When searching for large datasets, we found out Google Cloud offers multiple public datasets through the BigQuery platform. Our dataset originates directly from GitHub, publicly available on BigQuery under "Github Activity Data on BigQuery". It has data up to November of 2022.
The dataset contains information from open source GitHub repositories, and from each one of them it provides very detailed information about commits, contents, files, languages and licenses.
The dataset exceeds 3TB in size, in total. It consists of the following tables: commits, contents, files, languages, licenses, sample_commits, sample_contents, sample_files and sample_repos.
For our scripts, we’ll be focusing mainly on languages, licenses, sample_contents, sample_files and sample_commits which come up to 37GB in size.
The test dataset is a small subset of the original dataset. It is used for testing purposes and is not included in the final results. The datasets were obtained using the following query on BigQuery and then downloaded as a .csv:
SELECT * FROM `bigquery-public-data.github_repos. {table_name}` LIMIT 1000
These can be found on the resources folder.
Some of these datasets had to be cleaned in order to be used, mostly because in BigQuery some values were stored as records (so when it downloaded, it downloaded as a column with a .json file). The cleaning scripts used can be found in the src folder. This was mostly useful for the scripts that used the table languages.

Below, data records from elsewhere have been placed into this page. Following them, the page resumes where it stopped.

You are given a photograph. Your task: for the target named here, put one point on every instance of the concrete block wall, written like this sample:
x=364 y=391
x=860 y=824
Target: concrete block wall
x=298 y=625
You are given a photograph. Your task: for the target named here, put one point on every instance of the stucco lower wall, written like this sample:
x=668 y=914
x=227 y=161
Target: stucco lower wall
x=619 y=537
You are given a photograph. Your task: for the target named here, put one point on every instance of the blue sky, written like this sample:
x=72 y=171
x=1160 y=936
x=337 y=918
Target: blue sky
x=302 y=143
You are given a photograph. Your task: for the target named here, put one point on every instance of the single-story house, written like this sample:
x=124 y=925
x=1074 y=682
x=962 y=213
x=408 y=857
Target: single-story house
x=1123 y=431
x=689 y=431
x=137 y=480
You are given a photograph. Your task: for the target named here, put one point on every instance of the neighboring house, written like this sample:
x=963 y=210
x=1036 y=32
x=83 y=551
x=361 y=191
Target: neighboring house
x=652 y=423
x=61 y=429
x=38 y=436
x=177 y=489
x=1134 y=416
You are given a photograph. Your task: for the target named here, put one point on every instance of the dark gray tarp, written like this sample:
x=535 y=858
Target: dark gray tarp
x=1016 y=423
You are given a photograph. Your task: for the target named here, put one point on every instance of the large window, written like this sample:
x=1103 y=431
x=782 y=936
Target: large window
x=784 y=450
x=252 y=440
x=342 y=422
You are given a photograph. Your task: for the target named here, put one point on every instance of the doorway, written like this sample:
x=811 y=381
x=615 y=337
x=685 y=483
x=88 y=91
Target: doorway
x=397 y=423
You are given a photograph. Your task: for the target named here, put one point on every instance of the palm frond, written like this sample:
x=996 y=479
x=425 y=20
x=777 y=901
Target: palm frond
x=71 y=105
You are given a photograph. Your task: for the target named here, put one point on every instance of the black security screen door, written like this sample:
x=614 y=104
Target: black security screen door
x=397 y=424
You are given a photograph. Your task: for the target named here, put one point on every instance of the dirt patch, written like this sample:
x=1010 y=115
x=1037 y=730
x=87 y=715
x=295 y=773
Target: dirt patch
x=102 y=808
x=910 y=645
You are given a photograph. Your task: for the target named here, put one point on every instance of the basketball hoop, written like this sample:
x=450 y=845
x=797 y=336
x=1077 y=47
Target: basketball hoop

Due to size and limitations on costs in GCP, the datasets used were the samples ones. For example, the table contents weighs 2.44TB while sample_contents just 24GB.
Nonetheless, the scripts provided in this repo are able to run with these huge datasets.
The aforementioned datasets were downloaded from BigQuery and uploaded to GCP, to streamline the process of developing and executing the scripts and costs.